Daniel Mors, empresário especialista em negócios com minérios, ressalta que confundir a compra de um diamante para coleção com a compra de um diamante para investimento costuma levar a expectativas equivocadas. Duas pessoas podem comprar o mesmo tipo de diamante certificado e ter objetivos completamente diferentes com essa compra: uma busca uma peça rara para adicionar a uma coleção pessoal, outra busca valorização financeira mensurável ao longo do tempo.
Confira a seguir o que diferencia essas duas formas de lidar com a mesma pedra.
O que motiva quem coleciona diamantes, diferente de quem investe?

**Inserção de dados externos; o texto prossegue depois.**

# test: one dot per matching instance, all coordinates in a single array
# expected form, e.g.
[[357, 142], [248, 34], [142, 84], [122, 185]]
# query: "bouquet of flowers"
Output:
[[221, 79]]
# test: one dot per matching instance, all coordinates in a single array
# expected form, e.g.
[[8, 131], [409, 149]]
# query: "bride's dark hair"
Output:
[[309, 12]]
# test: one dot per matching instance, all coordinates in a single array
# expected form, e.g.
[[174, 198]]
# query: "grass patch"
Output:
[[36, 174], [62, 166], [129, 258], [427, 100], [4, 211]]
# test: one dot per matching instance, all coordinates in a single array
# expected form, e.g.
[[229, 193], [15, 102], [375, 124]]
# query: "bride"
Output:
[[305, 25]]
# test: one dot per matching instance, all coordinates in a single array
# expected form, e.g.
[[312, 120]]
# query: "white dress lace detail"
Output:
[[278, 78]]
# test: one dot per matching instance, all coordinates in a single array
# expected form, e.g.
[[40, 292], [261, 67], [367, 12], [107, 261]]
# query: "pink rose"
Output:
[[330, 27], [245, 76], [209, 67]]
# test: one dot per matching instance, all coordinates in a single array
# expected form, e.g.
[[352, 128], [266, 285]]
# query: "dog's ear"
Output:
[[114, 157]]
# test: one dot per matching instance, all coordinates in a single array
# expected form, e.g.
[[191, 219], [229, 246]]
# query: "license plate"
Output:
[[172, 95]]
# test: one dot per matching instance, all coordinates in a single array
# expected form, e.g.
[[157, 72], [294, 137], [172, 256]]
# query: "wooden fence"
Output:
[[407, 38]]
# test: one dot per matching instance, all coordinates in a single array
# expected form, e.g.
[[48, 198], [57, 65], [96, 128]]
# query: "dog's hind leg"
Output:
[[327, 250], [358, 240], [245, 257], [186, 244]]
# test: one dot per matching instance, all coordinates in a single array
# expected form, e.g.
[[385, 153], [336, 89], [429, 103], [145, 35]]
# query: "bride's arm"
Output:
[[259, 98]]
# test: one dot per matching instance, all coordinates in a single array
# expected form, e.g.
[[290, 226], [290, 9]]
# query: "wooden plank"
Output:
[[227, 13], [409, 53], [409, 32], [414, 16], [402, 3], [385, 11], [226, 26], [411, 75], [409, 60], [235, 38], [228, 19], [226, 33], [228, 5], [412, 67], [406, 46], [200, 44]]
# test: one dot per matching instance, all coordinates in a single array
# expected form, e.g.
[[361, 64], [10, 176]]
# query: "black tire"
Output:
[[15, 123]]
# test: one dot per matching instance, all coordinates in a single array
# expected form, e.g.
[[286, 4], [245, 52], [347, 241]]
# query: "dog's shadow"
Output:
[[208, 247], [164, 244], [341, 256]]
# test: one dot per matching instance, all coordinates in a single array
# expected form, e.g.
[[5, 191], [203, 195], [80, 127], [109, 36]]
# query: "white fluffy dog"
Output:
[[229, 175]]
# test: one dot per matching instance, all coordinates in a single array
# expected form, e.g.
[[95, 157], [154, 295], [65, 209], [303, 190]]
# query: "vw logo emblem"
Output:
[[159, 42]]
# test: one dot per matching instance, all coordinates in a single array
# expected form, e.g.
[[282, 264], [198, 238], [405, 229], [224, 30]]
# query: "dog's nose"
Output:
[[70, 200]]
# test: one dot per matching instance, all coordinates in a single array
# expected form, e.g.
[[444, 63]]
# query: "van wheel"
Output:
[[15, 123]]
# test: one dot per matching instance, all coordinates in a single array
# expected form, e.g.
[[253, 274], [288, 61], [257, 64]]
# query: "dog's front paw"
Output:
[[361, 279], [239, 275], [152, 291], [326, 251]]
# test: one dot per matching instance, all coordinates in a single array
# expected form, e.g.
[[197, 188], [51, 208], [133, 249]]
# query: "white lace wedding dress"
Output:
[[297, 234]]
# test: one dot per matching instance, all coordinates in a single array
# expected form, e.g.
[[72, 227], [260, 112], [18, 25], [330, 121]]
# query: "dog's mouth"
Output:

Quem coleciona diamantes costuma priorizar características que tornam uma pedra única, incomum ou historicamente relevante, como cores raras, tamanhos excepcionais ou procedência ligada a alguma história específica. Nesse caso, o valor emocional e a exclusividade da peça pesam tanto quanto, ou mais, do que sua valorização financeira projetada.
Já quem investe em diamantes com foco em retorno financeiro tende a priorizar critérios técnicos objetivos e comparáveis entre diferentes pedras, buscando previsibilidade em vez de singularidade. Essa diferença de prioridade é o primeiro ponto que qualquer comprador deveria esclarecer antes de escolher uma pedra, já que uma decisão guiada por critérios de coleção pode não fazer sentido financeiro, e uma decisão puramente financeira pode ignorar peças raras com valor histórico real.
Os critérios técnicos que pesam mais para quem busca retorno financeiro
Para quem investe com foco em valorização, os 4Cs continuam sendo a base da avaliação, mas costumam ser complementados por critérios adicionais, como o polimento da lapidação, a fluorescência da pedra sob luz ultravioleta e a forma como as inclusões internas estão posicionadas. Diamantes que atendem apenas aos critérios básicos podem ser perfeitamente adequados para uso em joia, mas nem sempre se qualificam como pedra de investimento no sentido mais técnico do termo.
De acordo com Daniel Mors, é justamente esse nível adicional de exigência técnica que separa um diamante voltado para valorização de capital de um diamante escolhido puramente pela beleza ou pelo significado emocional que carrega para quem o adquire.

Por que a liquidez separa essas duas abordagens na prática?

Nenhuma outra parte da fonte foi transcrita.